Jin found himself in the fortunate position of receiving a scholarship from the Singapore Government to study overseas in a country of his choice. His education took him first to Singapore, followed by England and Australia. “I come from a middle-income family so studying overseas was never part of the plan,” he said.

After finishing his degree at Nottingham University in England in 2011, he joined the Shell Graduate Programme in Malaysia. “I’ve had a lot of younger people ask me how important a first-class degree is. For me, it’s like a passport to a good job. But you also need more than just a degree. A degree will get you as far as an interview, but then you need to be able to talk about yourself, so my advice for young people would be to balance good academic results with extracurricular activities. You need to still enjoy yourself and have a colourful social life.”

Jin currently works for Shell as a Petroleum Technologist. “The interview with Shell was quite different to other interviews I’d been to,” he shared. “They wanted to know about me and what I’d done, not necessarily just my academic achievements.”

Just two months after starting on Shell’s Graduate Programme he was given his first offshore assignment. “Even though it was daunting, I felt supported throughout the assignment. The fact that I was trusted so quickly, really had a positive impact on my confidence. Shell’s commitment to my personal development underpinned my three years on the programme.”

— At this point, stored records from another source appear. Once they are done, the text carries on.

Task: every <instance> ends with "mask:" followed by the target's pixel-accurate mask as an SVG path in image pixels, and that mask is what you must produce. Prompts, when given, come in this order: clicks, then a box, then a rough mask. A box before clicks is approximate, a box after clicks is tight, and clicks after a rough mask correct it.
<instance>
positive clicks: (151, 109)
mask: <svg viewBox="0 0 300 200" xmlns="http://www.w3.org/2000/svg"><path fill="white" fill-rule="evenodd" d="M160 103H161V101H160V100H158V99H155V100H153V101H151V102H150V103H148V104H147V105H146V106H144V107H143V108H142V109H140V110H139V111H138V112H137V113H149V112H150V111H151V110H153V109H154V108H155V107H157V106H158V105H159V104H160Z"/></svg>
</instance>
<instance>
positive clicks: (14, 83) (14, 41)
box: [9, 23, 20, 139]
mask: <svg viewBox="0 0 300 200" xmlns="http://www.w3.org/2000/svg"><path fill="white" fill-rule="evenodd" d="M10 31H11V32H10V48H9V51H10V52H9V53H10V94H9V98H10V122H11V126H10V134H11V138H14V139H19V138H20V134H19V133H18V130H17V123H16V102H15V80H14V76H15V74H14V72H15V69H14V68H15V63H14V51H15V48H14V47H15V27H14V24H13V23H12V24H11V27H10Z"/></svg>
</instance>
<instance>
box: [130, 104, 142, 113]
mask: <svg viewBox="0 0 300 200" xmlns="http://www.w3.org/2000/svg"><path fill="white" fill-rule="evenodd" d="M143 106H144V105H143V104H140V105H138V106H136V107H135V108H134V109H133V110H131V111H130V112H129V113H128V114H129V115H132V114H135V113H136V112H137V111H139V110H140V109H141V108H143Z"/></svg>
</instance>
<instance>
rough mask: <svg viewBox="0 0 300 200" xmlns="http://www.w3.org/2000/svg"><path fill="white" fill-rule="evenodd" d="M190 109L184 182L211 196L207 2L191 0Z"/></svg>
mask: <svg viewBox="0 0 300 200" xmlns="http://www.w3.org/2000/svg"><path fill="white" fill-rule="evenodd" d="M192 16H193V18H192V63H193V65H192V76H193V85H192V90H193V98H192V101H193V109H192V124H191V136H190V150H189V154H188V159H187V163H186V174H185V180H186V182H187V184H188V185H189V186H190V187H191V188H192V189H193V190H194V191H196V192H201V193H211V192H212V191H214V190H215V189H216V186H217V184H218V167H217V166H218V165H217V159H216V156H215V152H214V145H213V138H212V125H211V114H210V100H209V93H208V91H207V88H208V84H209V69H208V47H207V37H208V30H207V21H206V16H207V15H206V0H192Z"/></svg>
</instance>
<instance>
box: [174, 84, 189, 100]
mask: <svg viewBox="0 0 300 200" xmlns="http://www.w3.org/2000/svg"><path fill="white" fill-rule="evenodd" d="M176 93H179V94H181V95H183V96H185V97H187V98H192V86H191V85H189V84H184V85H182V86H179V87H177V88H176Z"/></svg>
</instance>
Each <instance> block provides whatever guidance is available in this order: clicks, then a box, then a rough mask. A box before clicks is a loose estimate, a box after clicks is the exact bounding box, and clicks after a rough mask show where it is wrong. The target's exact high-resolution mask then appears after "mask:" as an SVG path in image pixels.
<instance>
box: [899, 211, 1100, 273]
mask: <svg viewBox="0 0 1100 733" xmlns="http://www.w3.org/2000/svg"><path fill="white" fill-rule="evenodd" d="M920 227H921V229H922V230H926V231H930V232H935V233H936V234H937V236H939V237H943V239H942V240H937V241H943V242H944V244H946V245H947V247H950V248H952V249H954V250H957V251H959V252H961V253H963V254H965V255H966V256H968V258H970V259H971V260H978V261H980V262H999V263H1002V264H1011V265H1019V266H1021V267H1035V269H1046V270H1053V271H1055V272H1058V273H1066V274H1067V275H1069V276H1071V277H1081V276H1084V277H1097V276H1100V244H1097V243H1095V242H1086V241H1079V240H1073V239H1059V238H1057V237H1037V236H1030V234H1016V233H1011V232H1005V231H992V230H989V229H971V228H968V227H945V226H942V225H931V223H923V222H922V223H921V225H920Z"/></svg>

So what exactly does his role involve? “If you imagine that an oil or gas reservoir is water in a cup and the well is the straw, then I look after everything that happens within the straw. It’s 50 per cent technical work and 50 per cent managing people. We’re called the integrators, integrating between the sub-surface teams and the surface teams. So I need to know a bit about both.

“It’s interesting and challenging. You don’t get the same problems every day and you talk to different people all the time. Their passion, enthusiasm and diversity of culture and ideas make every day a new experience for me. Working for a multi-national, multi-discipline company is the most enjoyable part of my job.”